An Elevated Holy of Holies

In Leviticus 10, God killed Aaron’s sons for violating the sanctity of the Tabernacle. “Aaron’s sons Nadab and Abihu took their censers, put fire in them and added incense; and they offered unauthorized fire before the Lord, contrary to his command. So fire came out from the presence of the Lord and consumed them, and they died before the Lord. Moses then said to Aaron, “This is what the Lord spoke of when he said: Among those who approach me, I will be proved holy; in the sight of all the people I will be honored.” Aaron remained silent. Moses summoned Mishael and Elzaphan, sons of Aaron’s uncle Uzziel, and said to them, “Come here; carry your cousins outside the camp, away from the front of the sanctuary. So they came and carried them, still in their tunics, outside the camp, as Moses ordered.”

The sanctity of the Tabernacle was built into its design. The area in front of the Tabernacle held wash basins for ritual purity. Entry inside was restricted to priests. In Leviticus 16, the Holy of Holies was limited to only the high priest on the Day of Atonement.

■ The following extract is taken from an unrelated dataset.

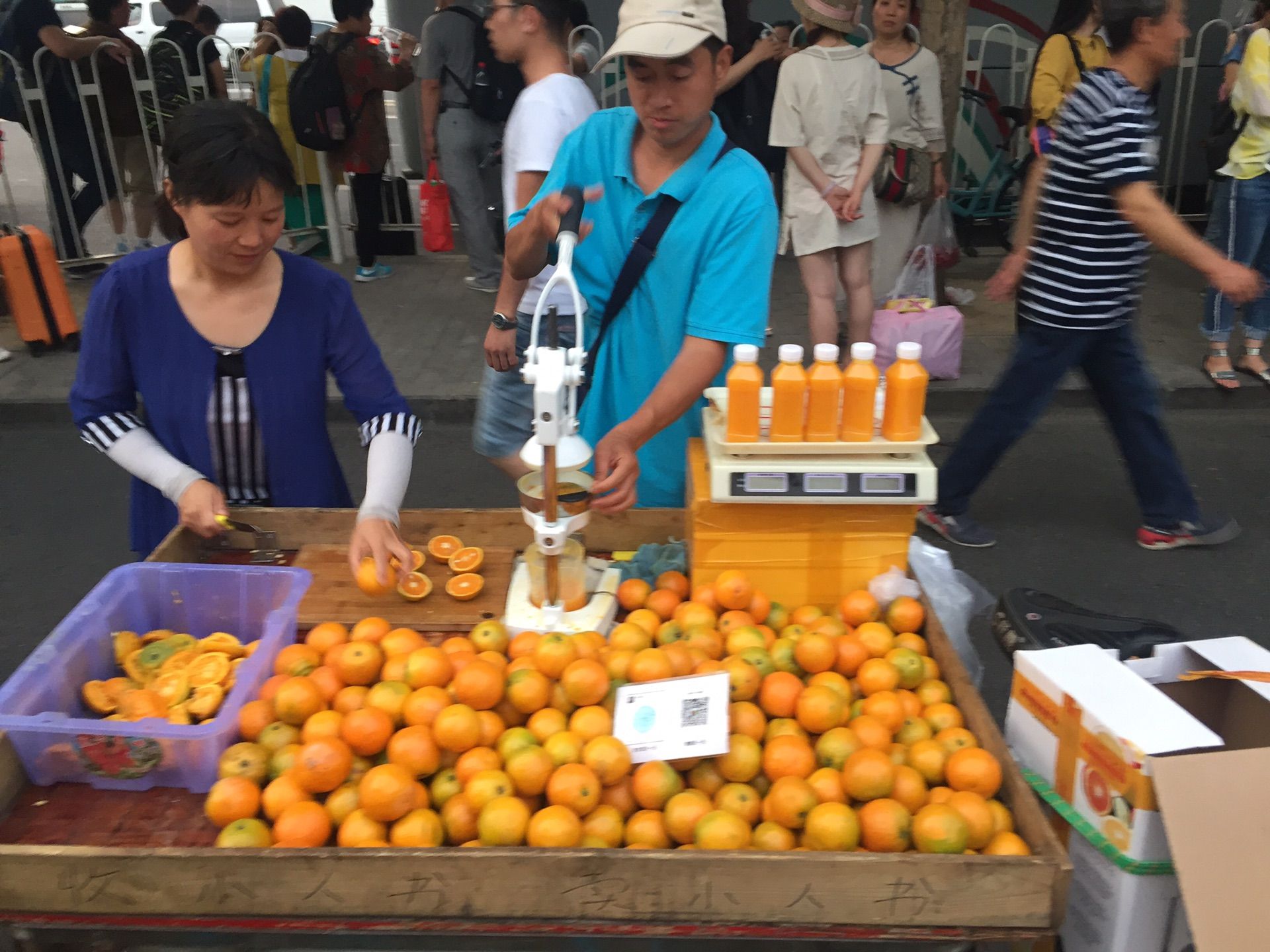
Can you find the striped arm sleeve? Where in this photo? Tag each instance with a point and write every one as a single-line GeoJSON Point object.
{"type": "Point", "coordinates": [404, 423]}
{"type": "Point", "coordinates": [103, 432]}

In 1 Kings 6, Solomon built his temple along the same design plan, only larger and with a portico added in front. “The temple that King Solomon built for the Lord was sixty cubits long, twenty wide and thirty high…He partitioned off twenty cubits at the rear of the temple with cedar boards from floor to ceiling to form within the temple an inner sanctuary, the Most Holy Place. The main hall in front of this room was forty cubits long…He prepared the inner sanctuary within the temple to set the ark of the covenant of the Lord there. The inner sanctuary was twenty cubits long, twenty wide and twenty high.”

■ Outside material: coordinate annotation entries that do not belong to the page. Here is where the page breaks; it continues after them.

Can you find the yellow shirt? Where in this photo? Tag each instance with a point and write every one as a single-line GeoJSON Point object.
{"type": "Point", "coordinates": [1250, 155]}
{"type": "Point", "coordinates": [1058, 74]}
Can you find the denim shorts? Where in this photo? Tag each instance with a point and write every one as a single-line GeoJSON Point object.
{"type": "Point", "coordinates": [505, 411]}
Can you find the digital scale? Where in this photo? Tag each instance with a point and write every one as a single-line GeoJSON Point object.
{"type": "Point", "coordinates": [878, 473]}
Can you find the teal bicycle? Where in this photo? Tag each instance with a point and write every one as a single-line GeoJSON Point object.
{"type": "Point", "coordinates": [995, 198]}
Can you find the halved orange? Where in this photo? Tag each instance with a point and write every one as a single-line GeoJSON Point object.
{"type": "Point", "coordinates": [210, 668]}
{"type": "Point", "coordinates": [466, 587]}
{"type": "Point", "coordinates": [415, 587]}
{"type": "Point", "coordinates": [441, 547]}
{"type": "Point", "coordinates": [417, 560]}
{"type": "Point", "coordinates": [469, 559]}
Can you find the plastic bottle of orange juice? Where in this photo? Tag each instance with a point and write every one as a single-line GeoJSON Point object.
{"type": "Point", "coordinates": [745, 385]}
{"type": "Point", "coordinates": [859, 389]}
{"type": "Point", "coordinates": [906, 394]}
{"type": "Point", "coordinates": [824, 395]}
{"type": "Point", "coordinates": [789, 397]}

The Ain Dara Temple in Syria demonstrates that Solomon’s temple was built along the lines of other contemporary temples of the time. It had a rectangular layout, with similar dimensions. The two buildings were similar in the placement of a shrine area at the end of the building. And they had another similarity.

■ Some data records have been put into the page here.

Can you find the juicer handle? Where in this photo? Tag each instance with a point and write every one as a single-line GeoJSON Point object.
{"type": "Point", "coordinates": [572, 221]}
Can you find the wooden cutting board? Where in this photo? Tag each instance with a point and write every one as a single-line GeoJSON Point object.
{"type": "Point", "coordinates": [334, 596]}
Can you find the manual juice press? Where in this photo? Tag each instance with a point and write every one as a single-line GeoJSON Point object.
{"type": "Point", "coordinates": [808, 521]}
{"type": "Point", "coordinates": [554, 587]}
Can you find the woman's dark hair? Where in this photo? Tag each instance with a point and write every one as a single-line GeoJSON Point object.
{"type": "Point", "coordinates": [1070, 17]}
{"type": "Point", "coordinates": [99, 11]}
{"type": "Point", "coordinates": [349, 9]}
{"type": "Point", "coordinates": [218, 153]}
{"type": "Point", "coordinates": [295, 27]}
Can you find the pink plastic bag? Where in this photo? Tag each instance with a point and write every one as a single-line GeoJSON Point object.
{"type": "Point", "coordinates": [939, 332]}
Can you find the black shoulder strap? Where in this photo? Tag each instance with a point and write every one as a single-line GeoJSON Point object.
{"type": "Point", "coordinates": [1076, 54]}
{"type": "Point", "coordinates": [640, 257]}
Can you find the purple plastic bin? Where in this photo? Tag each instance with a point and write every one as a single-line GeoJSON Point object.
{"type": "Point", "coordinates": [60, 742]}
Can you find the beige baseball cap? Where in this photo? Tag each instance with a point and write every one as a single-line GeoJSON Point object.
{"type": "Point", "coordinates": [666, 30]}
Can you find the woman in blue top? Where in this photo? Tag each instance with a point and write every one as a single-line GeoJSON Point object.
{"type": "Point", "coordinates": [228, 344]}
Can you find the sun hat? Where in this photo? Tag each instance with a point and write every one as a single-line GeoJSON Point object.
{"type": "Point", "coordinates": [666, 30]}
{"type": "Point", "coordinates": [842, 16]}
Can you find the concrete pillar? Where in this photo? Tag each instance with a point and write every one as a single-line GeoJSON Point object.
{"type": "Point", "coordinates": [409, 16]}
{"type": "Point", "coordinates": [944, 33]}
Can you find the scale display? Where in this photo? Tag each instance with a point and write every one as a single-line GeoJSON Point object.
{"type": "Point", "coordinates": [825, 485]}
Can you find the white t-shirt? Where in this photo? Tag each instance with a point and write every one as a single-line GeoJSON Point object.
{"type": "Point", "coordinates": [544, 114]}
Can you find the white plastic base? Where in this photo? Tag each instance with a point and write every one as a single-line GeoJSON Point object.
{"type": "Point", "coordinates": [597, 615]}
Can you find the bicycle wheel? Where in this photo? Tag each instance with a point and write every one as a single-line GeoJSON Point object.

At Ain Dara, at the end of chain of rooms, the main hall led to an elevated shrine area. A ramp led up to the podium. This elevated area featured a niche where an image of a god would have been placed. It is thought that this main hall would have been separated from the shrine area by some form of barrier, creating two rooms from this one large area.

In Solomon’s temple, the building was sixty cubits long, twenty wide and thirty high. But the Holy of Holies, the inner sanctuary area was twenty cubits long, twenty wide and twenty high. If the building was thirty cubits high and the inner sanctuary was only twenty cubits high, it would mean that either the inner sanctuary had a roof at twenty cubits or the inner sanctuary was elevated to ten cubits high, which would have required either steps or ramp to enter. The ark, with its cherubs above, could have sat on an elevated platform, just as there was an elevated platform at Ain Dara.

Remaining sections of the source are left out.